Effect of reinforcement volume fraction and orientation on a hybrid tissue engineered aortic heart valve with a tubular leaflet design
© Stapleton et al. 2015
Received: 25 March 2015
Accepted: 15 July 2015
Published: 13 August 2015
Transcatheter aortic valve implantation of fibrin-based tissue engineered heart valves with a tubular leaflet construct have been developed as an alternative to invasive traditional surgical heart valve implantation. In general, they are well suited for the pulmonary position, but display insufficient mechanical properties for the aortic position. To enable the application of tissue-engineered valves in the systemic circulation, the tissue is reinforced with a textile scaffold. The current study seeks to compare the effect of varying the fiber volume fraction and orientation of bidirectional textile reinforcement on the closed-valve configuration. An anisotropic large deformation material model based on structural tensors was chosen and the materials were characterized. A finite element model was constructed of the heart valve, and the pinching and suturing of the corners along with application of pressure was simulated. Virtual experiments were conducted with fiber volume fractions of 0.1, 0.01, 0.001, and 0.0001 for ±45° fiber orientations. Furthermore, volume fraction was held at 0.01 and fiber orientations of 0°, ±15°, ±30°, ±45°, ±60°, ±75° and 90° from the tube’s axial direction were simulated and compared. It was shown that increasing the fiber volume fraction decreased the maximum principle strain in the valve, but lead to less closure. Additionally, the effect of fiber orientation affected the strains differently at different locations, depending on the local deformed geometry. This indicates that a non-uniform fiber distribution using tailored fiber placement could be used to optimize reinforcement design.

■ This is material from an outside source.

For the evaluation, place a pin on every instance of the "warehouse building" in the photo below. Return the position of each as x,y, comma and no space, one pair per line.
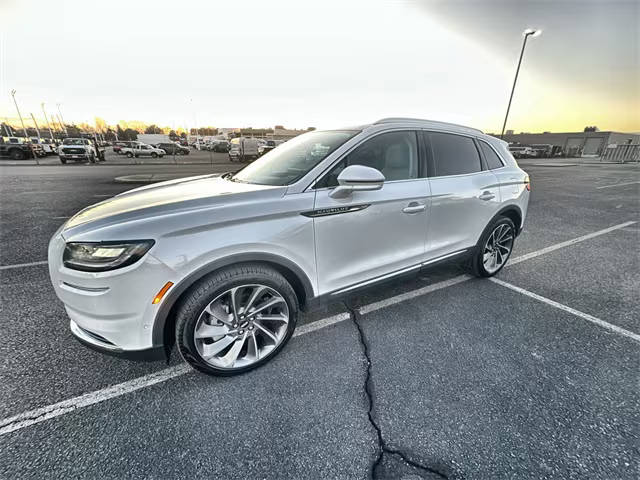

Valvular heart disease is a steadily increasing socioeconomic burden worldwide. The proportion of valvular surgeries has increased over the past decades and these procedures now account for more than 20% of all cardiac surgeries with the number of replacement per year expected to triple by 2050 . Tissue engineering (TE) of heart valves might overcome the well-known complications of contemporary devices implanted in young and elderly patients such as the need for a life-long anticoagulation therapy in the case of mechanical prostheses [2, 3], the degeneration and therefore limited durability of the biological heart valves [2, 3] and the limited availability of homografts . Furthermore, none of the available prostheses is capable of growth and remodeling. The basic concept of cell-based tissue engineering is to isolate/differentiate and expand tissue-specific cells derived from the patient and to seed them onto suitable matrix scaffolds. Subsequently, following in vitro cultivation and tissue development, the resulting structure is implanted into the recipient’s organism. The ultimate goal is to provide the patient with an implant produced with and by the patient’s own cells, able to remodel and self-repair, with physiological haemocompatibility, biologically and mechanically equivalent to the native tissue. Historically, TE heart valves have been designed to mimic the complex shape of the native valve in the attempt to recreate the natural haemodynamics .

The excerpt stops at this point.